Esto viene bien a propósito de Se vende humo (Valparaíso: Narrativa Punto Aparte, 2017), de Joaquín Escobar (Santiago, 1986), una serie de historias que se interconectan en forma de mosaico, logrando conformar con ello una postulación completa de cosmos narrativo que, partiendo desde la oferta de una crítica moral de la vida cotidiana en sentido propio, es capaz de destruir toda posibilidad del cómodo pacto narrativo naturalista retomado por buena parte de nuestra novelística joven contemporánea, para adentrarse en una genuina tentativa grotesca.
La originalidad de esta construcción grotesca es precisamente lo que produce en la colección una crítica extra-moral, al apelar a problemáticas mucho más fundamentales y globales con respecto a la sociedad contemporánea. El procedimiento para ello es que, más allá de lo grotesco cumplido -lo cual implica acá la metamorfosis en lo real que supone la alucinación y la subversión continua del pacto narrativo, así como la indeterminación de los mismos sujetos en cuanto agentes perceptivos-, se agregan como elementos tematizados la cultura intelectual moderna y, más aun, la teoría crítica, mas tematizados en la medida en que son reducidos a sus remanentes estéticos, vaciados de un contenido que parece haberse percolado hacia la base misma de la escritura.
La metamorfosis de lo real acá, su efectiva monstruosidad, no aparece en su forma tradicional, como el desafío de una naturaleza indomable, sino como una sobrenaturaleza incontrarrestable y corrosiva.

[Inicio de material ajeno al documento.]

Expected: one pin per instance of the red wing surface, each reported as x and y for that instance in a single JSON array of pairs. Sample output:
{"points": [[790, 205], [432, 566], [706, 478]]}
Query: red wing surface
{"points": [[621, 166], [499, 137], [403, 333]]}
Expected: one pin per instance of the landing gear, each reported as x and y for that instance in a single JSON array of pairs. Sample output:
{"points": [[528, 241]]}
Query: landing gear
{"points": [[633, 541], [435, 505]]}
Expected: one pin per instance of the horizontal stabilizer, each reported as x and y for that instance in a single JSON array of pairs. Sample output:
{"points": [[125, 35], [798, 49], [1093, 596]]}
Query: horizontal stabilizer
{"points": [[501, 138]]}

Así, el flujo de información en la superficie del texto, que reproduce incansablemente la sobreestimulación mediática masiva del Chile actual -el fútbol, música popular, redes sociales-, tan solo encubre a medias la distorsión basal que produce una crisis social devenida permanente, en el estado más avanzado de descomposición social, en los mismos procedimientos narrativos.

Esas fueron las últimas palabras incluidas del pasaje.